One-step anatomic and function testing by cardiac CT versus second-line functional testing in symptomatic patients with coronary artery stenosis: head-to-head comparison of CT-derived fractional flow reserve and myocardial perfusion imaging.

AIMS CT-QFR is a novel coronary computed tomography angiography (CTA) based method for on-site evaluation of patients with suspected obstructive coronary artery disease (CAD). We compared the diagnostic performance of CT-QFR with myocardial perfusion scintigraphy (MPS) and cardiovascular magnetic resonance (CMR) as second-line tests in patients with suspected obstructive CAD after coronary CTA. METHODS AND RESULTS Paired analysis of CT-QFR and MPS or CMR, with an invasive FFR-based classification as reference standard. Symptomatic patients with >50% diameter stenosis on coronary CTA were randomized to MPS or CMR and referred for invasive coronary angiography.
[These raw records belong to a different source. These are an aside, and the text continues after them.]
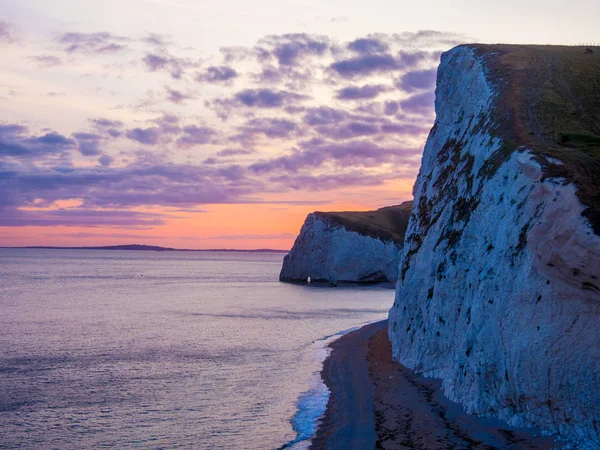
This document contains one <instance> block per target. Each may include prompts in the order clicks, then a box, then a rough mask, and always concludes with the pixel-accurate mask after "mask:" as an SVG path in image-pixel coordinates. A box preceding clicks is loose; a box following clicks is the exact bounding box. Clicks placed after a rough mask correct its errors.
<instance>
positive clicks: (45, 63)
mask: <svg viewBox="0 0 600 450" xmlns="http://www.w3.org/2000/svg"><path fill="white" fill-rule="evenodd" d="M30 59H31V60H33V61H35V62H37V64H38V66H40V67H56V66H60V65H61V64H62V63H63V61H62V59H60V58H57V57H56V56H52V55H37V56H32V57H31V58H30Z"/></svg>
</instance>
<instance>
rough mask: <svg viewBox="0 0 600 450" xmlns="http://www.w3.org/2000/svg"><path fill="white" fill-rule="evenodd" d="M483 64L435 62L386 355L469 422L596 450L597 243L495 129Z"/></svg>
mask: <svg viewBox="0 0 600 450" xmlns="http://www.w3.org/2000/svg"><path fill="white" fill-rule="evenodd" d="M494 56H495V55H493V54H484V55H482V54H481V52H477V51H476V49H475V48H472V47H468V46H464V47H457V48H455V49H453V50H451V51H450V52H447V53H445V54H444V55H443V56H442V62H441V65H440V68H439V71H438V81H437V89H436V104H435V106H436V114H437V118H436V122H435V125H434V127H433V129H432V131H431V134H430V136H429V138H428V141H427V144H426V147H425V151H424V154H423V161H422V166H421V170H420V173H419V177H418V179H417V182H416V184H415V187H414V197H415V198H414V206H413V212H412V216H411V220H410V222H409V225H408V230H407V233H406V238H405V245H404V255H403V260H402V263H401V268H400V273H399V281H398V283H397V291H396V300H395V303H394V306H393V307H392V309H391V311H390V315H389V336H390V340H391V342H392V345H393V352H394V357H395V359H397V360H398V361H399V362H401V363H402V364H404V365H406V366H408V367H410V368H412V369H415V370H417V371H419V372H422V373H423V374H424V375H426V376H430V377H435V378H441V379H442V380H443V388H444V391H445V393H446V395H448V397H449V398H450V399H452V400H454V401H457V402H459V403H461V404H463V405H464V406H465V407H466V409H467V410H468V411H469V412H472V413H476V414H480V415H488V416H497V417H500V418H502V419H504V420H506V421H508V422H509V423H510V424H512V425H515V426H538V427H541V428H542V429H544V430H545V431H547V432H549V433H556V434H560V435H561V436H562V437H563V438H565V439H568V440H570V441H571V442H574V443H576V444H575V445H576V446H577V448H598V447H599V446H600V326H599V325H598V324H599V323H600V237H599V236H598V235H597V234H595V233H594V230H593V227H592V226H591V224H590V222H589V221H588V219H587V218H585V217H584V216H583V215H582V212H584V210H585V209H586V205H583V204H582V203H581V202H580V199H579V198H578V195H577V187H576V185H575V184H574V183H573V182H569V181H568V180H565V179H564V178H556V177H554V178H553V177H549V176H545V172H544V170H543V167H545V166H548V165H560V164H562V162H561V161H559V160H555V159H554V160H551V159H550V158H548V159H546V160H544V157H543V156H540V153H539V152H535V153H534V152H533V151H531V150H530V149H529V148H527V146H519V145H518V143H517V144H514V143H512V144H511V143H509V142H507V140H506V139H505V138H504V136H503V135H502V133H500V132H498V126H497V125H498V123H497V120H498V119H497V117H498V115H497V113H498V111H497V108H498V104H499V102H500V101H501V96H502V95H503V93H502V92H500V91H499V90H498V89H497V87H496V85H495V84H494V83H492V82H491V81H489V80H490V71H489V67H488V66H487V62H486V61H488V60H489V59H490V58H493V57H494ZM599 181H600V180H599ZM588 189H589V186H588ZM598 195H600V192H598Z"/></svg>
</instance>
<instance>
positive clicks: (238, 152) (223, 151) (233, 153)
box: [217, 148, 255, 156]
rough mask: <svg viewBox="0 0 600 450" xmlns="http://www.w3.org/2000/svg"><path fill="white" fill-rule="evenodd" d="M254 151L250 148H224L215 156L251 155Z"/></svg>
mask: <svg viewBox="0 0 600 450" xmlns="http://www.w3.org/2000/svg"><path fill="white" fill-rule="evenodd" d="M252 153H255V151H254V150H252V149H245V148H226V149H223V150H220V151H218V152H217V156H238V155H251V154H252Z"/></svg>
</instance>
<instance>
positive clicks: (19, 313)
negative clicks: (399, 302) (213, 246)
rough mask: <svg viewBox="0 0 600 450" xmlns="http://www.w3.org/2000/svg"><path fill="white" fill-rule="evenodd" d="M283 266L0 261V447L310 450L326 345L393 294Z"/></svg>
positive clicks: (385, 288)
mask: <svg viewBox="0 0 600 450" xmlns="http://www.w3.org/2000/svg"><path fill="white" fill-rule="evenodd" d="M283 256H284V255H283V254H282V253H261V252H252V253H243V252H171V251H164V252H154V251H120V250H53V249H0V448H2V449H12V448H27V449H29V448H32V449H38V448H39V449H54V448H57V449H79V448H119V449H127V448H153V449H160V448H164V449H173V448H186V449H279V448H295V449H299V448H307V447H308V446H309V444H310V438H311V436H312V435H313V434H314V433H315V430H316V427H317V423H318V418H319V417H320V416H321V414H322V413H323V412H324V410H325V407H326V404H327V399H328V395H329V391H328V390H327V388H326V386H325V385H324V384H323V381H322V380H321V378H320V371H321V369H322V364H323V361H324V359H325V358H326V356H327V354H328V353H327V352H328V348H327V345H328V344H329V343H330V342H331V341H332V340H333V339H336V337H338V336H340V335H341V334H343V333H345V332H348V331H349V330H352V329H356V328H358V327H360V326H362V325H364V324H367V323H370V322H374V321H378V320H382V319H385V318H386V317H387V312H388V310H389V308H390V307H391V305H392V303H393V300H394V291H393V290H391V289H386V288H383V287H380V286H366V287H364V286H363V287H356V286H350V287H336V288H331V287H327V286H314V285H312V286H310V285H299V284H288V283H281V282H279V281H278V275H279V270H280V268H281V264H282V260H283Z"/></svg>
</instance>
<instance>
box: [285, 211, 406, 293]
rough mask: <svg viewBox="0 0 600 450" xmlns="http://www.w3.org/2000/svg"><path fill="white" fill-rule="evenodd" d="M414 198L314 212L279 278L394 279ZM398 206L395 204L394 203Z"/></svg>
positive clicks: (304, 278)
mask: <svg viewBox="0 0 600 450" xmlns="http://www.w3.org/2000/svg"><path fill="white" fill-rule="evenodd" d="M410 207H411V203H410V202H407V203H405V204H403V205H400V206H398V207H389V208H382V209H381V210H378V211H370V212H365V213H352V212H351V213H321V212H317V213H312V214H309V215H308V217H307V218H306V221H305V222H304V225H303V226H302V229H301V230H300V234H299V235H298V237H297V238H296V242H295V243H294V246H293V248H292V250H291V251H290V252H289V253H288V254H287V255H286V256H285V258H284V260H283V267H282V269H281V274H280V276H279V279H280V280H281V281H299V282H304V281H306V280H307V278H308V277H310V278H311V281H313V282H328V283H330V284H333V285H334V284H337V283H338V282H352V283H374V282H382V281H391V282H395V281H396V280H397V278H398V263H399V262H400V258H401V255H402V243H401V240H402V238H403V236H404V232H405V229H406V225H407V223H408V217H409V215H410ZM394 208H395V209H394Z"/></svg>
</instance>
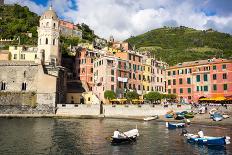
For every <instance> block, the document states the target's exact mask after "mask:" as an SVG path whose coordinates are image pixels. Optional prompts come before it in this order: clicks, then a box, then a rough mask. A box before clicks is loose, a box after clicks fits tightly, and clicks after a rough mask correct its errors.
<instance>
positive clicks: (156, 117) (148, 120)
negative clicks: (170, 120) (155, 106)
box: [143, 115, 159, 121]
mask: <svg viewBox="0 0 232 155" xmlns="http://www.w3.org/2000/svg"><path fill="white" fill-rule="evenodd" d="M158 118H159V116H158V115H155V116H150V117H146V118H144V119H143V120H144V121H151V120H155V119H158Z"/></svg>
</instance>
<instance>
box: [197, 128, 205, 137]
mask: <svg viewBox="0 0 232 155" xmlns="http://www.w3.org/2000/svg"><path fill="white" fill-rule="evenodd" d="M197 134H198V137H199V138H203V137H204V133H203V131H202V130H201V129H199V130H198V133H197Z"/></svg>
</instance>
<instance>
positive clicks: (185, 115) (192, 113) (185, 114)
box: [184, 112, 194, 118]
mask: <svg viewBox="0 0 232 155" xmlns="http://www.w3.org/2000/svg"><path fill="white" fill-rule="evenodd" d="M184 117H185V118H193V117H194V114H193V113H191V112H190V113H187V114H185V115H184Z"/></svg>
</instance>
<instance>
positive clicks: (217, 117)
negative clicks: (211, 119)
mask: <svg viewBox="0 0 232 155" xmlns="http://www.w3.org/2000/svg"><path fill="white" fill-rule="evenodd" d="M212 118H213V120H214V121H221V120H223V116H222V115H221V114H220V113H216V112H215V113H214V114H213V115H212Z"/></svg>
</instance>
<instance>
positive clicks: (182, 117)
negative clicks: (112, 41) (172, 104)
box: [174, 114, 184, 120]
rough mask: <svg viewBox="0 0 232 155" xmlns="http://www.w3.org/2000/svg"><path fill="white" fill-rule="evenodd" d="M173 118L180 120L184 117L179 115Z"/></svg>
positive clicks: (179, 114) (177, 119) (183, 115)
mask: <svg viewBox="0 0 232 155" xmlns="http://www.w3.org/2000/svg"><path fill="white" fill-rule="evenodd" d="M174 118H175V119H176V120H182V119H184V115H181V114H179V115H175V116H174Z"/></svg>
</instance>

The rate of coronary CTA not feasible for CT-QFR analysis was 17%. Paired patient-level data were available for 118 patients in the MPS group and 113 in the CMR group, respectively. Patient-level diagnostic accuracy was better for CT-QFR than for both MPS ((82.2% (95%CI 75.2-89.2) vs. 70.3% (95%CI 62.0-78.7), p=0.029) and CMR ((77.0% (95%CI 69.1-84.9) vs. 65.5% (95%CI 56.6-74.4), p=0.047). Following a positive coronary CTA and with the intention-to diagnose, CT-QFR, CMR and MPS were equally suitable as rule-in and rule-out modalities. CONCLUSIONS The diagnostic performance of CT-QFR as second-line test was at least similar to MPS and CMR for the evaluation of obstructive coronary artery disease in symptomatic patients presenting with ≥50% diameter stenosis on coronary CTA.